Indonesian investigators are probing a major engine failure suffered by a Boeing 737-200 freighter operated by PT Jayawijaya Dirgantara in December 2021.

The aircraft, PK-JRW (MSN 21822), had just reached rotation speed at Sentani airport when the crew heard a loud bang and experienced heavy vibration, says the National Transport Safety Committee (NTSC).

PK-JRW Engine damage

Source: NTSC

The right-side JT8D engine suffered extensive damage

The NTSC described the incident in a preliminary report into the 21 December 2021 incident, which it classifies as serious.

As the aircraft climbed after the 08:20 take off, cockpit instruments showed that the right engine indications were equivalent to idle – the aircraft is powered by a pair of Pratt & Whitney JT8D-17 engines.

“The right engine Low Pressure Compressor speed indicated 30%, the High Pressure Compressor speed indicated 22% and Engine Gas Temperature (EGT) indication fluctuated,” says the NTSC report.

The crew notified Sentani about the problem and declared an emergency. The aircraft subsequently climbed to 4,500ft, where the crew conducted non-normal checklist for severe engine damage.

Following this, the crew returned safely to Sentani at 09:03.

“After the aircraft parked on the parking bay, the engineer checked the right engine and found that the engine was severely damaged,” says NTSC.

Jayawijaya Dirgantara 737

Source: PT Jaywijaya Dirgantara

PK-JRW on 3 December 2021, two weeks before the engine failure

Damage to the fan blades was extensive, with debris found on the runway and beyond the runway threshold.

A borescope inspection showed severe damage to all blades in compressor stages 1-5, bent blades in compressor stage six, as well as the bending and tearing of blades in compressor stages 7-13. No damage was observed in either the high or low pressure turbines.

Closed Circuit TV footage shows that during rotation for take-off, “a fire blast appeared from the right engine exhaust.”

During the incident flight the aircraft was carrying 12,556kg of cargo.

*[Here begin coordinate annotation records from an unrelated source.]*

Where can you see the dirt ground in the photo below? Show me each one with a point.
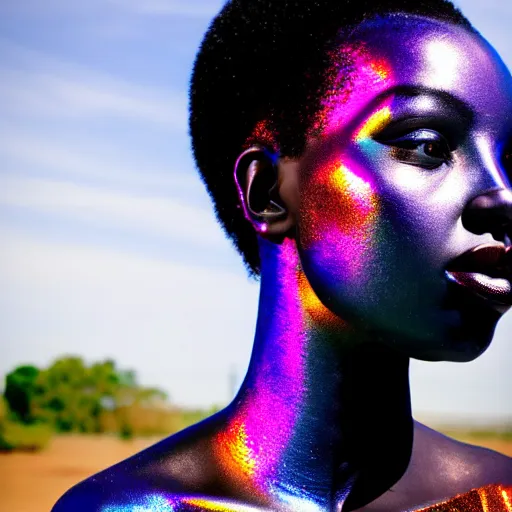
(33, 482)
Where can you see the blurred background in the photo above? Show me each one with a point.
(125, 314)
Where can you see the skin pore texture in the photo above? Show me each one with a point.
(404, 171)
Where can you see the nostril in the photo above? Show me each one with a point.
(490, 212)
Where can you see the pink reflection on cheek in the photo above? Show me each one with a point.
(339, 218)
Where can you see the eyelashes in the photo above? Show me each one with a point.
(423, 148)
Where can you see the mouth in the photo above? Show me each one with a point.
(485, 271)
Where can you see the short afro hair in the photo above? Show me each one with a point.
(265, 60)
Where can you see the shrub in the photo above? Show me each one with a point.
(17, 436)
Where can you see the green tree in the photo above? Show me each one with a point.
(20, 389)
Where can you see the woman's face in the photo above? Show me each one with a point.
(405, 171)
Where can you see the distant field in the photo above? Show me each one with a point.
(33, 482)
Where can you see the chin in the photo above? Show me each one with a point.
(462, 339)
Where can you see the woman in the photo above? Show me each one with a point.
(371, 191)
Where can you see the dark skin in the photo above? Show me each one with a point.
(352, 441)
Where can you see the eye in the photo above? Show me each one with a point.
(422, 148)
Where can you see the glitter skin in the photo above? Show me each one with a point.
(345, 223)
(494, 498)
(253, 449)
(373, 245)
(162, 503)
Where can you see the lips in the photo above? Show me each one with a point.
(485, 270)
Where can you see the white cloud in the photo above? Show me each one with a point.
(35, 83)
(93, 162)
(166, 217)
(166, 320)
(194, 8)
(197, 8)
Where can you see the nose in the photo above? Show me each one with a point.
(490, 212)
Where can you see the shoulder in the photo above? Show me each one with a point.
(468, 465)
(148, 480)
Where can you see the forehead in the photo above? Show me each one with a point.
(417, 53)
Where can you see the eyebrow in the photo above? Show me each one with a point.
(414, 91)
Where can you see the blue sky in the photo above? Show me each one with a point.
(109, 247)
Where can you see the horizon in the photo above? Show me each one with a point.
(97, 176)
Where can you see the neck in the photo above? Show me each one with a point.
(323, 417)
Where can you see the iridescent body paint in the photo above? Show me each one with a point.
(402, 174)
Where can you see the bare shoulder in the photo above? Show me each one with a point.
(461, 463)
(157, 478)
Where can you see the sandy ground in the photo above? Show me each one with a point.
(33, 482)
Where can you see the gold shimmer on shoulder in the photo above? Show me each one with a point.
(494, 498)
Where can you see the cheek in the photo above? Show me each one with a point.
(339, 220)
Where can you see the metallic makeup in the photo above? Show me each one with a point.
(403, 234)
(409, 134)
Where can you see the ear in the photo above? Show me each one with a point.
(265, 187)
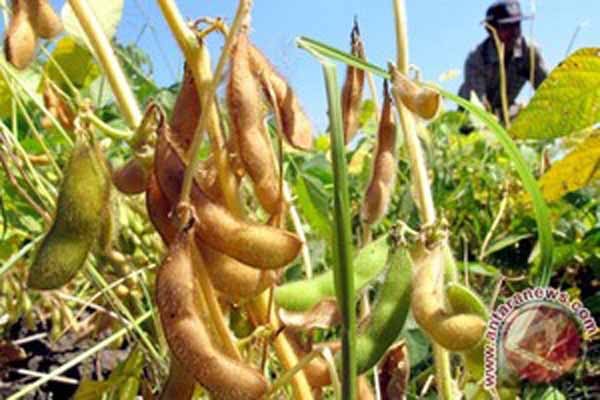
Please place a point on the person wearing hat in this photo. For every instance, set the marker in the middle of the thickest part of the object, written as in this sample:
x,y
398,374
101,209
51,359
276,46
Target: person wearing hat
x,y
482,68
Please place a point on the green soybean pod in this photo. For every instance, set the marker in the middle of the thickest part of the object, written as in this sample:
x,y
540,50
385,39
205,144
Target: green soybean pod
x,y
304,294
78,222
464,300
389,313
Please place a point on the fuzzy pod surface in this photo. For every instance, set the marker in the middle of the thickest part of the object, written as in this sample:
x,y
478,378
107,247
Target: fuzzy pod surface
x,y
83,197
180,385
463,300
259,246
297,127
189,340
132,177
379,191
353,88
247,116
453,331
46,23
421,101
388,315
20,38
304,294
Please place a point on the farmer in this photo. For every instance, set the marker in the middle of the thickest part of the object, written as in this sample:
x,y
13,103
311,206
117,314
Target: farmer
x,y
482,68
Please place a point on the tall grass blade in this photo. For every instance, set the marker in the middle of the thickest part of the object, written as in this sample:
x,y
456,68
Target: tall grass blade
x,y
542,214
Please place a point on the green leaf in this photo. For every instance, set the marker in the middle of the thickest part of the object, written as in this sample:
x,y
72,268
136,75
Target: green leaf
x,y
505,242
75,61
28,77
107,12
575,171
571,92
542,214
314,209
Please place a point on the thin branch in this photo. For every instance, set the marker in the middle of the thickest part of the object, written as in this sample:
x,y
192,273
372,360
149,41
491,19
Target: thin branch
x,y
108,60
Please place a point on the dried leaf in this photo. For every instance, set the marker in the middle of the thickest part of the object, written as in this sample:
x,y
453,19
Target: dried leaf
x,y
571,91
577,170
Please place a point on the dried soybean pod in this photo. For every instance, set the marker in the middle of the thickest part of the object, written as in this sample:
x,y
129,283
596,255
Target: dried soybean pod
x,y
455,332
388,315
234,279
464,300
247,117
180,385
188,338
45,21
20,40
186,112
131,177
304,294
353,87
229,276
159,210
78,222
381,185
258,246
422,101
297,128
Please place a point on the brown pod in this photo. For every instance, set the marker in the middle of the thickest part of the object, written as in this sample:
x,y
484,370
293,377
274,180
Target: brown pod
x,y
455,332
180,385
131,177
20,40
297,128
258,246
159,210
422,101
381,185
186,112
189,341
46,23
235,280
353,88
230,277
243,98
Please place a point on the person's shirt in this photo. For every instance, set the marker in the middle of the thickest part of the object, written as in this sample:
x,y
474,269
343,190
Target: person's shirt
x,y
482,73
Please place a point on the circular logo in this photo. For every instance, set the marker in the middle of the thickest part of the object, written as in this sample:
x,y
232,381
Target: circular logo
x,y
540,342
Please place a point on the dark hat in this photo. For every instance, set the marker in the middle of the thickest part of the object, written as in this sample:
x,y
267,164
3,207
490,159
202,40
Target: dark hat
x,y
505,12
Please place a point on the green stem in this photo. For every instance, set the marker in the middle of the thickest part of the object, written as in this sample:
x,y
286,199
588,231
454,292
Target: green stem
x,y
111,132
421,181
101,46
342,238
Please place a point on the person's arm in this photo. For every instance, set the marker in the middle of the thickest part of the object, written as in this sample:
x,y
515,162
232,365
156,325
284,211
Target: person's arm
x,y
474,79
541,71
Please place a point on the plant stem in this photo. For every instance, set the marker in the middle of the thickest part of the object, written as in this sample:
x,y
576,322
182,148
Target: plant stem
x,y
102,49
197,58
421,181
259,309
342,237
111,132
289,374
214,309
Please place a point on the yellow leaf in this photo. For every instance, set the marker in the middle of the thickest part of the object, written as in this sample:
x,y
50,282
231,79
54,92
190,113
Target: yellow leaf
x,y
75,61
575,171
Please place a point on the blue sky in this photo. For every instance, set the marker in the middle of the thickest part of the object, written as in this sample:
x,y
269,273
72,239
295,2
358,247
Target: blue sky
x,y
441,33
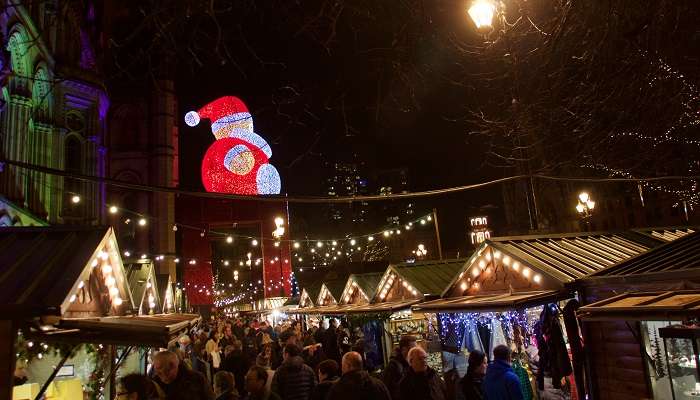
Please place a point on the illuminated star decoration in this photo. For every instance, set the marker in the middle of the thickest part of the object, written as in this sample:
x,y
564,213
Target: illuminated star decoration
x,y
238,161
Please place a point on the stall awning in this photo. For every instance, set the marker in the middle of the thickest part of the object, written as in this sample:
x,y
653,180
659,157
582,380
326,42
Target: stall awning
x,y
668,234
391,306
147,330
491,303
40,268
680,255
645,306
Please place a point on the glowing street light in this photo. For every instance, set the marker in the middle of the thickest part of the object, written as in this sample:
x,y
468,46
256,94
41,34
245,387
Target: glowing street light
x,y
585,207
482,12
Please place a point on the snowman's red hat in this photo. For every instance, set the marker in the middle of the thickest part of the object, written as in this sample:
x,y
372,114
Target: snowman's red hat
x,y
226,114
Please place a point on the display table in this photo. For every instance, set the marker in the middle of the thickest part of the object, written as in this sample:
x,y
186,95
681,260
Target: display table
x,y
67,389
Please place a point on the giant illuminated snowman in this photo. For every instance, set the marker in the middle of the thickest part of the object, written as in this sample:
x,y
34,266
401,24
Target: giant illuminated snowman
x,y
238,161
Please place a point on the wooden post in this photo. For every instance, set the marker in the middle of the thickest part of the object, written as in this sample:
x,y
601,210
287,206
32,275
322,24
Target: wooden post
x,y
437,232
53,375
8,334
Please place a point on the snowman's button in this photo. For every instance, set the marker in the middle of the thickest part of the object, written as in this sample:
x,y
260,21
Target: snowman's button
x,y
268,180
239,160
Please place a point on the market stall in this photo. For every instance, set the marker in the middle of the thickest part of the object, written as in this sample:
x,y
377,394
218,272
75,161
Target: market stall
x,y
627,310
143,285
331,291
61,288
360,288
166,294
403,285
514,287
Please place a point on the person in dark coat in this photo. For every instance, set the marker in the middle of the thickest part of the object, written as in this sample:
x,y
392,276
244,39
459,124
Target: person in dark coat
x,y
177,381
356,384
255,385
225,386
500,382
138,387
421,382
330,342
327,376
471,382
236,362
293,380
228,338
398,366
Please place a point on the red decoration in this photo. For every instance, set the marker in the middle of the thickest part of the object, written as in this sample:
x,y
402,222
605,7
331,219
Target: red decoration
x,y
217,178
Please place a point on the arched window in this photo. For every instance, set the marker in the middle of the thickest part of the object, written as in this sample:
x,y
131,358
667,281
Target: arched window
x,y
41,96
17,44
73,163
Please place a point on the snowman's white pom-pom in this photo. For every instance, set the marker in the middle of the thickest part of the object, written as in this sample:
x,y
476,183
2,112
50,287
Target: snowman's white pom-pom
x,y
192,118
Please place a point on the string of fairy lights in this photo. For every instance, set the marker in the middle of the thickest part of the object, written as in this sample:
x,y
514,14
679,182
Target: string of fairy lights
x,y
317,252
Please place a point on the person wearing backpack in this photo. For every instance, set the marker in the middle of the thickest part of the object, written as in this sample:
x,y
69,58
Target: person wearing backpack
x,y
398,366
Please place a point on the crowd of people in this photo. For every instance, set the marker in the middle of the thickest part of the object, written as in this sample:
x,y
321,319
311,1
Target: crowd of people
x,y
237,359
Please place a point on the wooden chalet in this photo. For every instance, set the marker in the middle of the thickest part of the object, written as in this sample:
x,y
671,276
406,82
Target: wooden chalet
x,y
166,293
309,295
331,291
68,285
626,306
142,281
360,288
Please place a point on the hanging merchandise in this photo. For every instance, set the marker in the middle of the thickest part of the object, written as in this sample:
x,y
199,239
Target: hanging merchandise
x,y
472,340
554,358
573,336
498,336
524,379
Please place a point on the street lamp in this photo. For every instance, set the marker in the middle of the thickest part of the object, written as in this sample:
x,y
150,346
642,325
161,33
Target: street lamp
x,y
585,207
277,234
482,12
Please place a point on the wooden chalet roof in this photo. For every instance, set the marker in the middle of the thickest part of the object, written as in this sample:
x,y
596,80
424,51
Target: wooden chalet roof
x,y
344,309
335,288
40,266
649,306
667,234
367,283
546,262
429,278
312,291
571,256
679,255
158,330
491,302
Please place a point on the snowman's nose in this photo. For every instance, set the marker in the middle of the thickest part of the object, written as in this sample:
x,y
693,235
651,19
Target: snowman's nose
x,y
239,160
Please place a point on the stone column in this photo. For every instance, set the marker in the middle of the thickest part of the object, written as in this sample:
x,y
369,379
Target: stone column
x,y
15,124
163,162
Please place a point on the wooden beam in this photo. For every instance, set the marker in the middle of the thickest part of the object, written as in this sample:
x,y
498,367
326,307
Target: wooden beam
x,y
8,335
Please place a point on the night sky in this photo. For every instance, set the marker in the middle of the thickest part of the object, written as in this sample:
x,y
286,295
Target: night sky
x,y
379,93
404,84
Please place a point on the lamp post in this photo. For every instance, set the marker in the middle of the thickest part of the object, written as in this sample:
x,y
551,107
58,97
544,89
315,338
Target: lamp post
x,y
482,13
585,208
278,233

The weight and balance report showed that the aircraft was operating within its weight and balance envelope. The aircraft was operating a service between two cities on Papua, Sentani and Wamena.

Debris Map

Source: NTSC

PK-JRW’s right engine shed fan blade debris on the runway and beyond

PK-JRW was delivered new in 1979 to Wien Airlines, and served with Alaska Airlines from 1984 to 1997, at which point it was converted to a freighter. Several carriers operated the aircraft during its during its cargo career, before it joined PT Jayawijaya Dirgantara March 2014.

The NTSC offers one safety recommendation following the incident, suggesting that the carrier implement an engine monitoring programme even though regulations do not require this.

“The engine performance monitoring program may provide an early indication of engine performance degradation,” says NTSC. “Unmonitored engine performance might lead to unexpected engine problem.”